Consider the hydrated ions of Ti$$^{2+}$$, V$$^{2+}$$, Ti$$^{3+}$$ and Sc$$^{3+}$$. The correct order of their spin-only magnetic moments is:

For any transition‐metal ion the spin-only magnetic moment is calculated by the formula

$$\mu_{\text{spin}}=\sqrt{n(n+2)}\ \text{Bohr magnetons (BM)}$$

where $$n$$ is the number of unpaired (parallel-spin) electrons present in the ion.

Because the question speaks of “hydrated ions”, we assume the ligand is water, a weak-field ligand; thus the complexes are high-spin, so the number of unpaired electrons is exactly the number expected from the gas-phase $$3d$$ configuration of the ion.

We therefore begin by writing the ground-state electron configurations of the neutral atoms and then remove electrons equal to the charge of each ion, always removing the $$4s$$ electrons before the $$3d$$ electrons.

Scandium: $$\text{Sc}\;(Z=21):\;[\,\text{Ar}\,]\,3d^{1}4s^{2}$$

Titanium: $$\text{Ti}\;(Z=22):\;[\,\text{Ar}\,]\,3d^{2}4s^{2}$$

Vanadium: $$\text{V}\;(Z=23):\;[\,\text{Ar}\,]\,3d^{3}4s^{2}$$

Now we create each required ion.

1. Sc$$^{3+}$$

We must remove three electrons: two from $$4s$$ and one from $$3d$$.

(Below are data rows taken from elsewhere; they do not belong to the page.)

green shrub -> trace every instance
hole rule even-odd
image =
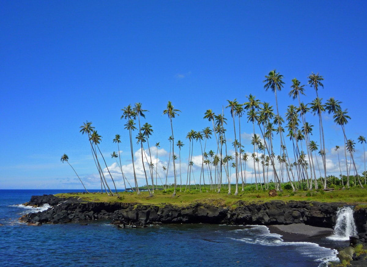
[[[285,184],[283,187],[283,189],[284,190],[292,190],[293,189],[292,186],[289,183]]]

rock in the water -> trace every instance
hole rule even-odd
[[[275,189],[271,189],[269,190],[269,195],[270,197],[276,197],[278,195],[276,193],[276,190]]]
[[[339,251],[337,256],[341,261],[346,260],[348,261],[353,260],[354,249],[351,246],[347,246]]]

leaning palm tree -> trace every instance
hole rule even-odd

$$[\,\text{Ar}\,]\,3d^{1}4s^{2}\;-\;2(4s)\;-\;1(3d)= [\,\text{Ar}\,]\,3d^{0}$$

Thus $$n=0$$ unpaired electrons.

$$\mu_{\text{spin}}=\sqrt{0(0+2)}=0\ \text{BM}$$

2. Ti$$^{3+}$$

Remove three electrons from $$[\,\text{Ar}\,]\,3d^{2}4s^{2}$$: two from $$4s$$, one from $$3d$$.

$$[\,\text{Ar}\,]\,3d^{2}4s^{2}\;\longrightarrow\;[\,\text{Ar}\,]\,3d^{1}$$

So $$n=1$$ unpaired electron.

$$\mu_{\text{spin}}=\sqrt{1(1+2)}=\sqrt{3}\ \text{BM}$$

3. Ti$$^{2+}$$

Remove two electrons, both from $$4s$$.

$$[\,\text{Ar}\,]\,3d^{2}4s^{2}\;\longrightarrow\;[\,\text{Ar}\,]\,3d^{2}$$

Here $$n=2$$ unpaired electrons.

$$\mu_{\text{spin}}=\sqrt{2(2+2)}=\sqrt{8}\ \text{BM}$$

4. V$$^{2+}$$

Remove two electrons from $$[\,\text{Ar}\,]\,3d^{3}4s^{2}$$, again both from $$4s$$.

$$[\,\text{Ar}\,]\,3d^{3}4s^{2}\;\longrightarrow\;[\,\text{Ar}\,]\,3d^{3}$$

So $$n=3$$ unpaired electrons.

$$\mu_{\text{spin}}=\sqrt{3(3+2)}=\sqrt{15}\ \text{BM}$$

Comparing the four values, we clearly have

$$0\;{\text{BM}}\lt\sqrt{3}\;{\text{BM}}\lt\sqrt{8}\;{\text{BM}}\lt\sqrt{15}\;{\text{BM}}$$

That is, in terms of the ions themselves,

$$\text{Sc}^{3+}\lt\text{Ti}^{3+}\lt\text{Ti}^{2+}\lt\text{V}^{2+}$$

This sequence exactly matches Option C.

Hence, the correct answer is Option C.